It was as we were driving to Chicago for the Northwestern/Wisconsin game that an episode of The Splendid Table came on where host Francis Lam was discussing taking care… Author and activist Cecile Richards was a guest, and the two began a discussion about her love of pie baking and pie testing. There was a comment about comfort foods, and how some dishes really do comfort you, or remind you of home. Naturally, my mind began to wander as we drove.
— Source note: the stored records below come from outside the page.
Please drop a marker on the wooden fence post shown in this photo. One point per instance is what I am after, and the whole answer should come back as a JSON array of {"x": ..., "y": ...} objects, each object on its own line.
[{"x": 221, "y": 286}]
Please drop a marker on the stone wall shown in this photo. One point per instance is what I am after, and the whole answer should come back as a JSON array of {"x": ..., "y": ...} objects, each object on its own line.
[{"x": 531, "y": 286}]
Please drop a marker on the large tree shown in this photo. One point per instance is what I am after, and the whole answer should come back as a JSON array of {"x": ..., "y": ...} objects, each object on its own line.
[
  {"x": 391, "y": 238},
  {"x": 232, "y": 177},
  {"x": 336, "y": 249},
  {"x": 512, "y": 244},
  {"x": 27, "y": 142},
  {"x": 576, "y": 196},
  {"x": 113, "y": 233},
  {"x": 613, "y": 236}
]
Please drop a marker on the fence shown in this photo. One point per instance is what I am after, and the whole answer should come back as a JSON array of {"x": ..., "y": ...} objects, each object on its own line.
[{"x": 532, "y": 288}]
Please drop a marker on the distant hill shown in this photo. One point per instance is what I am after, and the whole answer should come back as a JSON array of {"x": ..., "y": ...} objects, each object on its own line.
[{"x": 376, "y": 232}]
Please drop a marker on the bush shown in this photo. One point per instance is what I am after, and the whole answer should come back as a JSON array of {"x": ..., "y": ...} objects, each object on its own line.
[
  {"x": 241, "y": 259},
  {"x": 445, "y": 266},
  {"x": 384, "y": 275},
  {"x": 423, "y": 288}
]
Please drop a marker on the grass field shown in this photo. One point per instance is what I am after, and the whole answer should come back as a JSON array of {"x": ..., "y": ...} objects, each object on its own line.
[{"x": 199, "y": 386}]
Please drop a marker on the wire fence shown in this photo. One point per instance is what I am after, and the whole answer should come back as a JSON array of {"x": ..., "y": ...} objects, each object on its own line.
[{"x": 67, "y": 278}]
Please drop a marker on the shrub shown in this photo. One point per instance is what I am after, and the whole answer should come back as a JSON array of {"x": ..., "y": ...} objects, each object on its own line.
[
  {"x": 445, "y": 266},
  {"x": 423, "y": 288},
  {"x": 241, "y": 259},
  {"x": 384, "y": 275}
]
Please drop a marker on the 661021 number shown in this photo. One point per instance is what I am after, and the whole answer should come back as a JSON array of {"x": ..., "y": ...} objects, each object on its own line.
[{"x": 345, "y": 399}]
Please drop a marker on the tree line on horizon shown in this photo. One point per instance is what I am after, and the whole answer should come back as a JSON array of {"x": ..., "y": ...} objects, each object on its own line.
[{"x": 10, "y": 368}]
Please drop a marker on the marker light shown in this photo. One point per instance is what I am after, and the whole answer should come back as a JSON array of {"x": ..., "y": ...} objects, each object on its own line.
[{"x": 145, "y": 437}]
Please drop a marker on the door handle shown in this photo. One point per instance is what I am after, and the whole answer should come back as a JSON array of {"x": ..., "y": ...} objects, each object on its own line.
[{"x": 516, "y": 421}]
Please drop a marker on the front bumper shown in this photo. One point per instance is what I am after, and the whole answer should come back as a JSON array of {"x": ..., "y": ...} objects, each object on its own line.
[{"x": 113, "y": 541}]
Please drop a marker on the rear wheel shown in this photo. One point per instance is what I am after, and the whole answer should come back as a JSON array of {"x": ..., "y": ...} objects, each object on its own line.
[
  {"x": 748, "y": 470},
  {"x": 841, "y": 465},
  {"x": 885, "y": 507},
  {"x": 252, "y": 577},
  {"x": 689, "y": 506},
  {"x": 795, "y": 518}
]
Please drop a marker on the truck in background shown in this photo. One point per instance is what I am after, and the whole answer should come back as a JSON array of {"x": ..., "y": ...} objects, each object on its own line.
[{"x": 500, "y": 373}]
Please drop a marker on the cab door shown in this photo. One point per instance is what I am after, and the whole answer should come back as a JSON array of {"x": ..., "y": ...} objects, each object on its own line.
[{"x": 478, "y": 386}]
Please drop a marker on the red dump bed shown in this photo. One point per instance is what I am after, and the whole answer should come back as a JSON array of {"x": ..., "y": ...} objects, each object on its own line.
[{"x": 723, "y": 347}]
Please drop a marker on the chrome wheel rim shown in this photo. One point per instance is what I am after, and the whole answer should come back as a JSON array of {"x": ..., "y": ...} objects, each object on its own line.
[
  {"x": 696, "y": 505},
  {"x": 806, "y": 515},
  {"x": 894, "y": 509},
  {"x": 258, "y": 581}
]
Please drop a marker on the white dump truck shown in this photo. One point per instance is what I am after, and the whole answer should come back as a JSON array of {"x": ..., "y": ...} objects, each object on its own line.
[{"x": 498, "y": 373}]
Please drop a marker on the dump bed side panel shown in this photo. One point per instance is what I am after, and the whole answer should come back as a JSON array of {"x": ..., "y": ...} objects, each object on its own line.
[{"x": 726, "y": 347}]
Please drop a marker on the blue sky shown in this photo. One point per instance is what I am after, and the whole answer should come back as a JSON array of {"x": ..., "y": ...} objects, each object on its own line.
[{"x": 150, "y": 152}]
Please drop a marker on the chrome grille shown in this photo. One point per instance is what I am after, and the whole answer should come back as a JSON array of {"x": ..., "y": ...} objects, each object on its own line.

It’s funny how food has so many memories attached to it, and how those memories can spark so many others. I was taken back, as we looped around Indianapolis at how vividly I remembered my grandma’s house. Friday nights there were filled with games of canasta. In the winter, the house was always too warm and smelled of the popcorn that the two of them had shared for a TV snack, and- inevitably- if company was expected at any time over the weekend, there would be a homemake spice cake sitting on the dining room table, the aroma drifting through the 70-something degree house.
For years after my grandma died, I flipped through her handwritten recipes, pulling out the ones I loved (Italian creme cake, chess bars, salmon croquettes), and discarding the ones I didn’t (jello molds with floating fruit…. ick), but never found the one for her cooked caramel frosting- the one that topped her spice cake, hardening to a beautiful cooked sugar shell around a fluffy, tasty cake.
Finally, I began flipping through her cookbooks. In her copy of the signature red and white Better Homes and Gardens version (still with pages stuck together in the candy section- evidence of too many batches of peanut brittle), I spotted it- Penuche frosting. This brown sugar fudge had been made into a cooked caramel frosting, and I knew it had to be the version she used.
While tasty, and smelling so, so good, I quickly learned that the frosting wasn’t the easiest to handle, making the cake a little less than pretty. I finally stopped trying to spread it with a spatula, and gave into using my hands, squishing the caramel onto the fluffy cake layers, resulting in a squat yet delicious dessert.
It ain’t pretty, but it tastes like home, and, if I close my eyes and remember just right, it smells like Friday night card games, popcorn during Jeopardy, and a slightly-too-warm living room.
Better Homes and Gardens Penuche Frosting:
1/2 cup margarine or butter
1 cup packed brown sugar
1/4 cup milk
3 1/2 cups powdered sugar
In saucepan melt margarine; stir in brown sugar. Cook and stir until bubbly. Remove from the heat. Add milk; beat vigorously until smooth. Add powdered sugar; beat by hand till of spreading consistency. Immediately frost tops of two 8- or 9- inch cake layers, or top of one 13×9 inch cake.